Discussion Questons: A Room with a View
What ho, Challengers! Welcome to the first week of the Spring 2011 LT Classics Challenge. For these two weeks, we’ll we looking at E.M. Forster’s A Room with a View, considered one of his two “Italian” novels. Discussion will be open for business next Friday (February 18) and remember that all participants will be entered to win a Penguin Clothbound Clasics. Until then, here are some starter questions to get us thinking (warning: spoilers):
1. How much “real” Italy to the British travelers really want or expect? How much of Britain intrudes upon their Italy experience? Upon arriving in Italy, Lucy and Charlotte are hugely annoyed that their pension is just like being in London. But later, when they go out for a drive and their Italian driver gets a bit handsy with his lady-friend, the Brits oust the girl for being improper and go off to have, basically, an English country picnic. Do they seem to desire authenticity or just the facade of it?

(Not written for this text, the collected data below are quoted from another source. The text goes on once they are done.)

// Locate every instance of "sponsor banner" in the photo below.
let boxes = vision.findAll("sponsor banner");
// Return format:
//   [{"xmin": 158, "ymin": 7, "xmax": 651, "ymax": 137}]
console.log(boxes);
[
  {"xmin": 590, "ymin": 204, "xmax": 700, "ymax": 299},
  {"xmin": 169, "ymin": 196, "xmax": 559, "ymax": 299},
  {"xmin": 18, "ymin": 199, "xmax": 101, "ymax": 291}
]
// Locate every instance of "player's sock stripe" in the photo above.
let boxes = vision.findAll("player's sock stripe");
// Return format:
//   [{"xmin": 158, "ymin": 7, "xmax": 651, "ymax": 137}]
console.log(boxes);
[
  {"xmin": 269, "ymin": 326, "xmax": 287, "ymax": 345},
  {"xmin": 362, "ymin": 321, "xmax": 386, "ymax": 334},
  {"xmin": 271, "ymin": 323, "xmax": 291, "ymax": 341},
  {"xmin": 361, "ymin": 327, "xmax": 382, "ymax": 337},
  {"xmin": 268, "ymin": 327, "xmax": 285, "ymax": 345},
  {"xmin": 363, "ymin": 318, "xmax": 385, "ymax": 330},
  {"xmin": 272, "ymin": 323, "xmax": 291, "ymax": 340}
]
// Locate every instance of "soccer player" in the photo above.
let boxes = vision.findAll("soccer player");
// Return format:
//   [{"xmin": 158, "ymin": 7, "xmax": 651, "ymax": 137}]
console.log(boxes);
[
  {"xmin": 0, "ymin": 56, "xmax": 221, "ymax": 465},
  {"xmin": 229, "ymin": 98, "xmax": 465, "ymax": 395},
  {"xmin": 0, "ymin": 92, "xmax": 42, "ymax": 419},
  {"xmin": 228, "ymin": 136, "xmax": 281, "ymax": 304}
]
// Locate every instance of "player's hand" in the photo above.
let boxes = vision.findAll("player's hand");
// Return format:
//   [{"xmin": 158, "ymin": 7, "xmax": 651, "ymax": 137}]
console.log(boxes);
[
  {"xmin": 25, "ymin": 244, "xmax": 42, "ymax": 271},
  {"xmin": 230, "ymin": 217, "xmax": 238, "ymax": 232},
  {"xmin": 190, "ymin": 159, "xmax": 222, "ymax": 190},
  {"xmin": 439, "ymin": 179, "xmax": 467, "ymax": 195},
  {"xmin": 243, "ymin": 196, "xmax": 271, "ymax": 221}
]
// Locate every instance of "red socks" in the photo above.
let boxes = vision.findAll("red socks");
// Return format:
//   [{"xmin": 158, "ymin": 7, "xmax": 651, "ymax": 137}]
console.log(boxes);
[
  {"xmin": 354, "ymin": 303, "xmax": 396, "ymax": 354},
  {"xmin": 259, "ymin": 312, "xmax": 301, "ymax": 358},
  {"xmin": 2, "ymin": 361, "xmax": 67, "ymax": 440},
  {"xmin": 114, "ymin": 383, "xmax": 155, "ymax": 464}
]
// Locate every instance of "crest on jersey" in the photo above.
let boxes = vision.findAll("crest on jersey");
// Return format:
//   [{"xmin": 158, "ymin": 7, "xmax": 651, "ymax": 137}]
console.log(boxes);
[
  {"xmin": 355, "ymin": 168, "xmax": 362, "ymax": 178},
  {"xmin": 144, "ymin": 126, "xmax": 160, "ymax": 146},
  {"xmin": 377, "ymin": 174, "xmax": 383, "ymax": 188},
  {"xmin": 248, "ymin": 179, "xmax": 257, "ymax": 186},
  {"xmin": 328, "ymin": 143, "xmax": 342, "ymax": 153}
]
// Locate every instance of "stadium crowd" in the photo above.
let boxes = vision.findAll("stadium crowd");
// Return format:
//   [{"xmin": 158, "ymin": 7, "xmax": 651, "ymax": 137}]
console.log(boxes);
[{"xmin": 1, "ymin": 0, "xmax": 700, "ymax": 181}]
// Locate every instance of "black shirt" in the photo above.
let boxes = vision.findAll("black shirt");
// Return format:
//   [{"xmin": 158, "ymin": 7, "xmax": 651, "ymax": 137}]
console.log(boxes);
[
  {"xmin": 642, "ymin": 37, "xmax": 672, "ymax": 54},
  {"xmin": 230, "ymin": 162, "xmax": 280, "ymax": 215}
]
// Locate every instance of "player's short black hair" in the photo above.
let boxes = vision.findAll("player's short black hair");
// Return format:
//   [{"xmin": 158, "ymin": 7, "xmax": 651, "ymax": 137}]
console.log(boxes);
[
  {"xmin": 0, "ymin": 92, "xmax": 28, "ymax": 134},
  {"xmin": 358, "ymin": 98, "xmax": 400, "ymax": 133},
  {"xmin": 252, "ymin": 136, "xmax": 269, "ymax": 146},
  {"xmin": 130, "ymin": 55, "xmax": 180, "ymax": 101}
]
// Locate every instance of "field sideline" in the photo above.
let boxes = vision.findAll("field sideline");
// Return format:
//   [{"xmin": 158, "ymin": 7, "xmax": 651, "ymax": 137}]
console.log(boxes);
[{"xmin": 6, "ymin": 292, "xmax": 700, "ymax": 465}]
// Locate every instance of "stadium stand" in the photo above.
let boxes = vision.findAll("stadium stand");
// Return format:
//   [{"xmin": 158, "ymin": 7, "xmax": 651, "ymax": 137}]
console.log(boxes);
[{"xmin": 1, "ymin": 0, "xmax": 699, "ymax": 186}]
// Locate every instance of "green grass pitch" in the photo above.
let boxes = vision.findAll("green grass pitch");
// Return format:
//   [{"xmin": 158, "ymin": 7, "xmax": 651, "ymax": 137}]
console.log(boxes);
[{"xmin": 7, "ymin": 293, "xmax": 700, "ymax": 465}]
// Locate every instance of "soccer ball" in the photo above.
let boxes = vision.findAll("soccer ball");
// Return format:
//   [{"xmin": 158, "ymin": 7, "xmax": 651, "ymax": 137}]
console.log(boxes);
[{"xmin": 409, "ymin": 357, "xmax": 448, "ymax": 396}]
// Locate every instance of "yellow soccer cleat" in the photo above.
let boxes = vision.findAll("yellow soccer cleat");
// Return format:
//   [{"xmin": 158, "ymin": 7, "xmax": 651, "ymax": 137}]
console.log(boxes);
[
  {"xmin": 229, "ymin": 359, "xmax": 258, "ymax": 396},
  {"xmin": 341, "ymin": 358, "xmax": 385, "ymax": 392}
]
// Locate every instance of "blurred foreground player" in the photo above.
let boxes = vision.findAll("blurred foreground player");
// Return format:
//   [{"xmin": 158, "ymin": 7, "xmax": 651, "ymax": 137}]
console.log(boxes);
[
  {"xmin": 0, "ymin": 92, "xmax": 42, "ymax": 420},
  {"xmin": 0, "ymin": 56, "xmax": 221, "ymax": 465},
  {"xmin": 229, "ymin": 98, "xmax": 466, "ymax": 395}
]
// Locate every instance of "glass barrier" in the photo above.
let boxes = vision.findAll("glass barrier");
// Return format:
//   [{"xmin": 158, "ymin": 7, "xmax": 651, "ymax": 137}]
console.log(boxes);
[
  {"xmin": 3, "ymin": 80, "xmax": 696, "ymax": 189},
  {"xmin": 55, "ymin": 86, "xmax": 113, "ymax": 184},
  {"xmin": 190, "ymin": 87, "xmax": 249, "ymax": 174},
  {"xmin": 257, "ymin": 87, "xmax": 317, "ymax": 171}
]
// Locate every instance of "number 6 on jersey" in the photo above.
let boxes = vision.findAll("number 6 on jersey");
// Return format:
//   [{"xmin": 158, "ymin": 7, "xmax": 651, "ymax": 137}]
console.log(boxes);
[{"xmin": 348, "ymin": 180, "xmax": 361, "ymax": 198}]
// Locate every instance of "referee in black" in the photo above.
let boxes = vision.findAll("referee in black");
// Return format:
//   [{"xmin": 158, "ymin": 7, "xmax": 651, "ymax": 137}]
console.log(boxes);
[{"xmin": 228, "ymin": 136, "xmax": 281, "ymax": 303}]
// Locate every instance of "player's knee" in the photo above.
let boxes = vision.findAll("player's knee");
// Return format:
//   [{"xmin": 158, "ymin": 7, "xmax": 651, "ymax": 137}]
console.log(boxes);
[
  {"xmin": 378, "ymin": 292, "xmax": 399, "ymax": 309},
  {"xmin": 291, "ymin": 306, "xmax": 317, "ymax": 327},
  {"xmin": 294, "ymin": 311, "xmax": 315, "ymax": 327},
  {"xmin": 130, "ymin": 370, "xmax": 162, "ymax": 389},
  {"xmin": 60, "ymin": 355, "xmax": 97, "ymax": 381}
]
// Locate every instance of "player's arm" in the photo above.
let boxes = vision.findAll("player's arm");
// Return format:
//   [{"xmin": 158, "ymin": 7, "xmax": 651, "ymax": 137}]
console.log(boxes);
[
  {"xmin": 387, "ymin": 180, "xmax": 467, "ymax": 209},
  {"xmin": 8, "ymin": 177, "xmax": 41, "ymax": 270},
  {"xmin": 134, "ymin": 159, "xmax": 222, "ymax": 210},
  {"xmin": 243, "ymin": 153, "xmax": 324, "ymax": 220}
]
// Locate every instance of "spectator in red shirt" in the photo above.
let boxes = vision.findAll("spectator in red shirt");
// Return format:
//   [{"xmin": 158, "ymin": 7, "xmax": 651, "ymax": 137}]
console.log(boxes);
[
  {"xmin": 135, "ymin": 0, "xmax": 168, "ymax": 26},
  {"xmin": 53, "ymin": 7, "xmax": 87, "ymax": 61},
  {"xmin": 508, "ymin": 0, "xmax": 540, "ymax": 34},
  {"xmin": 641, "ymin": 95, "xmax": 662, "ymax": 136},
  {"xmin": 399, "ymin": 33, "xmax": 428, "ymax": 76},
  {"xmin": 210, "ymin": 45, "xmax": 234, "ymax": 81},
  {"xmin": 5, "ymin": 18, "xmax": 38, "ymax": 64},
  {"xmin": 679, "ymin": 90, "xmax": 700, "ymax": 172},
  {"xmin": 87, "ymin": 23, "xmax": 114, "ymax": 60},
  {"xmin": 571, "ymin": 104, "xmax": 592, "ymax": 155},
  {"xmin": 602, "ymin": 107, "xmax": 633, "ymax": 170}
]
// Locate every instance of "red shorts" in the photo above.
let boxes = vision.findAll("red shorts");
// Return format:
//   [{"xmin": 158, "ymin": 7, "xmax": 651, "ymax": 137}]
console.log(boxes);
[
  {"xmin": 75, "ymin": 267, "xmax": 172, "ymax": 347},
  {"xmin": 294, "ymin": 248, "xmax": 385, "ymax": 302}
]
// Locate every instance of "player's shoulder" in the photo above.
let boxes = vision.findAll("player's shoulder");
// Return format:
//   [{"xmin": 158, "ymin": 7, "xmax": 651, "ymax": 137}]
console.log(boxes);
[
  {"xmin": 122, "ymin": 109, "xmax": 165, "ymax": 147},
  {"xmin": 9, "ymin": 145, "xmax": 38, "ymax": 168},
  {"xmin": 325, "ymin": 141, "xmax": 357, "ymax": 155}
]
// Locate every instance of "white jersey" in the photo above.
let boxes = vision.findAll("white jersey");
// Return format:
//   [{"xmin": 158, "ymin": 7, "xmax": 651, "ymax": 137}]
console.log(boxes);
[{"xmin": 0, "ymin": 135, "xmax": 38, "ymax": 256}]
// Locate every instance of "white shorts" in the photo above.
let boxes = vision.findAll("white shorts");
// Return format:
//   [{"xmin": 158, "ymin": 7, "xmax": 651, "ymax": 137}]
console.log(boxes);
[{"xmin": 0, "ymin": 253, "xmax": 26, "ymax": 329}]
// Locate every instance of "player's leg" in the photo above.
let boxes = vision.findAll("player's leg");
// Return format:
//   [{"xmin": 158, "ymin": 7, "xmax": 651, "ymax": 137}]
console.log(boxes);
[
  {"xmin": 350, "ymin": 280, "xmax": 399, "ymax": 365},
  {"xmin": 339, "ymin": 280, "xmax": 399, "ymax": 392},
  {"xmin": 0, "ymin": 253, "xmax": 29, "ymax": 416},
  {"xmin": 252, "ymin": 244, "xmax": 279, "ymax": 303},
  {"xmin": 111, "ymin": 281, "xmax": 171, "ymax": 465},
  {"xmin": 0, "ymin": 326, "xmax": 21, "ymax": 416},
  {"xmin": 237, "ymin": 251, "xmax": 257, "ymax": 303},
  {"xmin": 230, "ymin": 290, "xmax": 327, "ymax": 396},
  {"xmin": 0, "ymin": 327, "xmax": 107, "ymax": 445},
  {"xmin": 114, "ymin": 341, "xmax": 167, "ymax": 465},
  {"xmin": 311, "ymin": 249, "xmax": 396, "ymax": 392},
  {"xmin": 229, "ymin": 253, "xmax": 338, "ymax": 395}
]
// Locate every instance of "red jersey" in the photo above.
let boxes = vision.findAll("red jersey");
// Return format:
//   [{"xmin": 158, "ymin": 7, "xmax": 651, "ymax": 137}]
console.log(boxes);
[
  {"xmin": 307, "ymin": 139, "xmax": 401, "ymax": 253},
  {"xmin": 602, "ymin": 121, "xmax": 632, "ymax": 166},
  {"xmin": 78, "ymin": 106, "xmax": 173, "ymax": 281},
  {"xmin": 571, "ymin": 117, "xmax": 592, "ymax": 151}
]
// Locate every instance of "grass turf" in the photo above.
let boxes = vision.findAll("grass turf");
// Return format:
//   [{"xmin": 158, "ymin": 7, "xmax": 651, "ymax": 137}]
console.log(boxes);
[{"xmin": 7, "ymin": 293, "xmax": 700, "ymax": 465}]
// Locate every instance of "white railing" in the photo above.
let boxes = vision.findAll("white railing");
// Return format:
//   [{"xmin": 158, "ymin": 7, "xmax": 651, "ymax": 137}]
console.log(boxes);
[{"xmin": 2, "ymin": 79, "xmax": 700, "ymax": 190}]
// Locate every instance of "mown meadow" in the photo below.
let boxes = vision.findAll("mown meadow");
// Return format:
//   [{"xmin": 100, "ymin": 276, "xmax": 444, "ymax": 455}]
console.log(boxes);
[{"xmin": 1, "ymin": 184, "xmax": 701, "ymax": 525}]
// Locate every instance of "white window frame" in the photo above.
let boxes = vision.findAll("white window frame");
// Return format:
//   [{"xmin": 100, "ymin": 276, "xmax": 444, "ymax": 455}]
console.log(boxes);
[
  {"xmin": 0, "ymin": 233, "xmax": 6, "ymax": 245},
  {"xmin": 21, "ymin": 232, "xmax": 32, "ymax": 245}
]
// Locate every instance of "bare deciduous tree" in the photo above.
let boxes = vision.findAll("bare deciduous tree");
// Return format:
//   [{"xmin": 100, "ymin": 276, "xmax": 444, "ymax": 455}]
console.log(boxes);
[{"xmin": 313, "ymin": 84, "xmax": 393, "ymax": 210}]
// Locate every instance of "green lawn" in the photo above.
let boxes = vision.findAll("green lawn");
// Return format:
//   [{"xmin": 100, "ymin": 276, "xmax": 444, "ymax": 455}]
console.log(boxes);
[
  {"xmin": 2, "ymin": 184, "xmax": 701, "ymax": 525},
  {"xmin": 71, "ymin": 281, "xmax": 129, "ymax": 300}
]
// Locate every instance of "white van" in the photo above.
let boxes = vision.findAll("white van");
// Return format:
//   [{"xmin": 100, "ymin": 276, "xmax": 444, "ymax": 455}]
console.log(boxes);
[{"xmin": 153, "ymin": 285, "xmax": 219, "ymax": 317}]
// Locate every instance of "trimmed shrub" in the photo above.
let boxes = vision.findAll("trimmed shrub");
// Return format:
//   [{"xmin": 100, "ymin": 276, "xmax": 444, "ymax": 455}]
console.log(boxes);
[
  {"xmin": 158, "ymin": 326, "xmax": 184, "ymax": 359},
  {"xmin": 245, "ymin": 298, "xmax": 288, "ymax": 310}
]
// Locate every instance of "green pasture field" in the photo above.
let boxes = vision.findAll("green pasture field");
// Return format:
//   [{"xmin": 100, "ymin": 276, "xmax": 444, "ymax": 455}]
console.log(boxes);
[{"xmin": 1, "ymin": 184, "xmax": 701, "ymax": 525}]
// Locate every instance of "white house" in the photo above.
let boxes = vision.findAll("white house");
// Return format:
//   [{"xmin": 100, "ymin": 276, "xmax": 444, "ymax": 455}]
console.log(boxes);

2. What is the role of class throughout the book? Mrs. Honeychurch notes that, for all modern “progressive” sentiment, there “is a right sort and a wrong sort, and it’s affectation to pretend there isn’t” (106), but does class really make a difference in the book? Or just within the perceptions of the characters?
3. What can we make of Lucy and her gentlemen callers? She claims to break things off with Cecil because he won’t let her be her own woman, but her break-up speech is practically verbatim from George Emerson. Is she really capable and/or desirous of independence or does she just like it in theory?
And every week I shall ask what your favorite and least favorite parts of the book were because I love to commiserate on these things!
Bonus Feature: The 1985 Merchant-Ivory production of A Room with a View with Helena Bonham-Carter in her first film role is available on YouTube for your viewing pleasure. And, unsurprisingly, it’s quite loyal to the book!